$P(x): x ≤ 0,$
$Q(x): $x^2$ = 1,$
$R(x): x $ is odd,
$S(x): x = x + 1.$
Statement:
$∀x ∈ Z, S(x) → R(x) \;\;\;\;\;\;\;\;\;\;\;\;\;\;\;\;(1)$
$∃x ∈ Z$ such that $Q(x) ∧ ∼ R(x) \;\;(2)$
$∃x ∈ Z$ such that $P(x) → S(x) \;\;\;\;(3)$
I try to let $x$ in $S(x)$ is even and odd to prove $S(x) → R(x)$, $x = (2n+1) + 1 =2n +2$ this is an even, so this statement is false?
The true set of $Q(x)$ is $\{-1, 1\}$, the set is not satisfactory for $~R(x)$, because $~R(x)$ is an even.

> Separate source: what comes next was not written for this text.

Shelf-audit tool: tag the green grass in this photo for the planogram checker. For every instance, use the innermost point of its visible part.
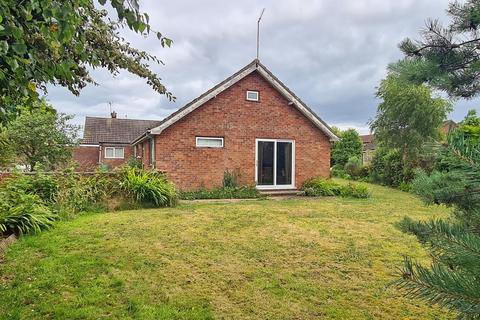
(311, 258)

Thus this is false.
I have no idea about this one, I find $P(x)\leq 0$, but there no result is satisfactory for $S(x)$, so this is false..?
The first statement, $$∀x ∈ Z, S(x) → R(x)$$ is true because $S(x)$ is always false.
You are correct on the second one.
The third statement is also true. You may pick $x=2$ for example.